What Makes the 12-Year Shoot of “Boyhood” so Groundbreaking?

While the story told in Boyhood (2014) is a very intimate, small-scale family drama, the actual film itself feels epic in scale due to its structure and unusual filming process, which spanned twelve years of shooting in order to follow a young boy’s (Mason, played by Ellar Coltrane) growth from childhood to adolescence and eventually into young adulthood.

Completing Boyhood represents a remarkable achievement because of the significant financial and logistical risks inherent in such a project. Creator, writer and director Richard Linklater has said, “It’s the strangest proposition to ask someone to help finance something for twelve years in our industry. [Jonathan Sehring at IFC] doesn’t make a lot of films, and as years went on, I’d run into him, and he’d say, ‘Well, we have one film in production.’ Every year, I just had a board meeting.

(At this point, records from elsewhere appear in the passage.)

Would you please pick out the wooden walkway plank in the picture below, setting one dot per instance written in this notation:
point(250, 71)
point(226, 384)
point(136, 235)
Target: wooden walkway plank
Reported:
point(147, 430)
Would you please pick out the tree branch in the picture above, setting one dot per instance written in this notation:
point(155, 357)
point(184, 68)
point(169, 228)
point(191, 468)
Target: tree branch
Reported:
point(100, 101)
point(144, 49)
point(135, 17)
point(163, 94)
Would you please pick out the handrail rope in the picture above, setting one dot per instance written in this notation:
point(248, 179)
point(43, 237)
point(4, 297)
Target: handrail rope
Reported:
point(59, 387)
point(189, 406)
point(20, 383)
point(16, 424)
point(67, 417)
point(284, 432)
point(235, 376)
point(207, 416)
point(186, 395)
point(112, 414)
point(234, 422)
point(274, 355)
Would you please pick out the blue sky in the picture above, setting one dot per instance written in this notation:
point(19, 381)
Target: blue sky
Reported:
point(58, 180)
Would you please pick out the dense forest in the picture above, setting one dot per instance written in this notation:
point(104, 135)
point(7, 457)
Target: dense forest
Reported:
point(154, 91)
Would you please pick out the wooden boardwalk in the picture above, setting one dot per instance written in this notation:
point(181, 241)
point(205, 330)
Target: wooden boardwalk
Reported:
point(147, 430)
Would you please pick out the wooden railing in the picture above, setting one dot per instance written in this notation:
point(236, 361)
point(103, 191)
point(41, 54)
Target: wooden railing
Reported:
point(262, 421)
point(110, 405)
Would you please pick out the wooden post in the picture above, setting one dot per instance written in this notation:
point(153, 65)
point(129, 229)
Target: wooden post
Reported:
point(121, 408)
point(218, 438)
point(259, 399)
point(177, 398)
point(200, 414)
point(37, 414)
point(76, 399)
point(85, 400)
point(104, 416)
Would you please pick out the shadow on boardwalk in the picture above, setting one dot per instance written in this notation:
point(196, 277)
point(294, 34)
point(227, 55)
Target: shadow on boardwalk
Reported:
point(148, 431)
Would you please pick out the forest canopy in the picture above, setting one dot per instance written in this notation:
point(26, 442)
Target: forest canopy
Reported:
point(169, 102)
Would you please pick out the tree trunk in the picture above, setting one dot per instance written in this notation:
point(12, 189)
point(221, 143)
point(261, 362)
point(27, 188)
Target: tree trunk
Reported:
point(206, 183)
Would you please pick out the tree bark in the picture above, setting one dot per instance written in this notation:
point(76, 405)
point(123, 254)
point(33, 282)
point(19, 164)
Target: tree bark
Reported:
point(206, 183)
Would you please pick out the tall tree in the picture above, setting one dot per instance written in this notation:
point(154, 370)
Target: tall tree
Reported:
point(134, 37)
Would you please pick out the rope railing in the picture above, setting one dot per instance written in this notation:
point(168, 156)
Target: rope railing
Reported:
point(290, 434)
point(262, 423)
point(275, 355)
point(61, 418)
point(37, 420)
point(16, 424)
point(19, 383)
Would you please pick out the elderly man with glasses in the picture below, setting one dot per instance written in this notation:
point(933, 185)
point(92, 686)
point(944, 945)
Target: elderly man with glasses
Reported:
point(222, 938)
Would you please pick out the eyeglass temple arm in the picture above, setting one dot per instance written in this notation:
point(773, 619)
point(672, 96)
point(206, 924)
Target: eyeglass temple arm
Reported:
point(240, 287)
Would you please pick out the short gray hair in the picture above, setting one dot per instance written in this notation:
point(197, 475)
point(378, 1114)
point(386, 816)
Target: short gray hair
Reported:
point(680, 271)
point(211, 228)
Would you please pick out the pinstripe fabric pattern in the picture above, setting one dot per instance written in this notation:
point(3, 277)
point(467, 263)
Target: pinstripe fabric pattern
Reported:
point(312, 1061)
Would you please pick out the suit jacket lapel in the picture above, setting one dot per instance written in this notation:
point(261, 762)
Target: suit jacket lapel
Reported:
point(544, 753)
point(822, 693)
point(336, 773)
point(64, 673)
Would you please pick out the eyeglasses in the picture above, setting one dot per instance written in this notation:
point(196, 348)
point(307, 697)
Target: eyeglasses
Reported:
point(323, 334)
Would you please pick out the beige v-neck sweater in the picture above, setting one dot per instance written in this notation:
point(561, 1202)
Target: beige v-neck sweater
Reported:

Everyone asks what the hell this is on the books. He had to lie, every year.”


Boyhood (2014)

Beyond the unusual way in which the film was funded, the movie’s filmmaking process is virtually unprecedented in the history of cinema – long-term projects encompassing a similar time frame as Boyhood typically only appear in documentaries (such as Michael Apted’s Up series, which has been revisiting its subjects every seven years since 1964), and even those documentary projects are exceptionally rare.

In the realm of narrative fiction, one of Boyhood‘s greatest influences is certainly François Truffaut’s Antione Doinel series, which began with The 400 Blows (1959), a sort of cinematic Bildungsroman tracing the main character’s development from adolescence to manhood. While Truffaut made four features and one short over the course of twenty years based around the semi-autobiographical character Antoine Doinel (Jean-Pierre Léaud), each of those works is self-contained. Logistically, Truffaut produced the features like a series of sequels rather than one continuing project. Similarly, Linklater’s own Before Sunrise (1995), Before Sunset (2004) and Before Midnight (2013) films were shot in nine-year intervals but always produced as individual sequels instead of one ongoing project.


Boyhood (2014)

One film that employed a filmmaking model closer to that of Boyhood is Everyday (2012) by Michael Winterbottom, which deals with a man’s five-year imprisonment. Winterbottom’ work was actually filmed over five years, shooting a few weeks at a time. However, besides being logistically simpler, Everyday also started years after Boyhood had already begun production.

Several films have attempted some of the same challenges as Boyhood, from following a specific character over an extended period of time to filming a single work over the course of several years. However, by attempting all of these things simultaneously over an unprecedented length of time, Boyhood stands as a singular, groundbreaking work in cinematic history.